In this post I show and explain two SIP trunk (topology) designs. This will give you a first glimpse on what you could do if you plan to migrate from ISDN to SIP (ALL-IP) or if you think about consolidating or distributing your PSTN access links, either to reduce costs or increase availability.
This post is just a high level and simplified overview and under no circumstances a complete design or something you can directly apply for your company without knowing your requirements, needs and related dependencies. I don’t go into detail regarding Microsoft Phone System/PBX/SBC deployments and connectivity.

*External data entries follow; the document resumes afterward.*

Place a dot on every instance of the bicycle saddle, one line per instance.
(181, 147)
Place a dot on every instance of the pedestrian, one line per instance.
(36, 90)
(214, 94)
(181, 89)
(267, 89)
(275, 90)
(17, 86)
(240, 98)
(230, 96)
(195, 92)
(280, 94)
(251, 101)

Option 1: Central PSTN SIP Trunk links

Central PSTN SIP Trunk links are one or more sip trunks terminating centrally on a session border controller (SBC, redundant or not redundant). The above figure displays two options:
Option 1: Connect to PSTN via Internet
- no QoS
- “no SLA”
- call and media quality might vary depending on your internet link (bandwidth, latency, roundtrip latency (RTT), jitter, packet loss …)
- commonly low priced
Option 2: Connect to PSTN via “MPLS” or “MPLS Light”
- QoS
- SLA
- PSTN service provider delivers a dedicated connection link, either via existing MPLS (if PSTN and MPLS/WAN provider are the same) or new IP-link “MPLS Light” (dedicated IP-link and connection only for voice SIP Trunking).
- commonly costly
Option 2: Decentral / distributed PSTN SIP Trunk links

Decentral / distributed PSTN SIP Trunk links (example)
Decentral PSTN SIP Trunk links are one or more sip trunks terminating on a session border controller (SBC, redundant or not redundant) at each location/site. As the above drawing shows each site has its own PSTN link. In my experience many companies have this architecture if …
- they are still on ISDN,
- or have several and different PBXs per site
- or have local PSTN service provider and did not develop a PSTN provider concept for a central approach
- or don’t have a highly available WAN in place for a central approach (e.g. no redundant MPLS links, no SD-WAN, …)
Conclusion, opinion and summary
Now, as you can see, there are two major options for designing PSTN access with IP-based SIP Trunks. However, a combination of both is possible, too.
In large and multinational deployments (>10.000 users) you might find a mix of above options within world regions, for instance, central PSTN sip trunks per world region (NOAM, LATAM, North Europe, South Europe, MEA, APAC West, APAC East, APAC South, APAC North). One in a while you might come across certain constraints at a site which make you temporarily stick with ISDN. B
Finally, it all comes down to your requirements, needs and goals. Due to the shift of how we work, how we can communicate and collaborate today, I would prefer and go for a “slim” PSTN access concept.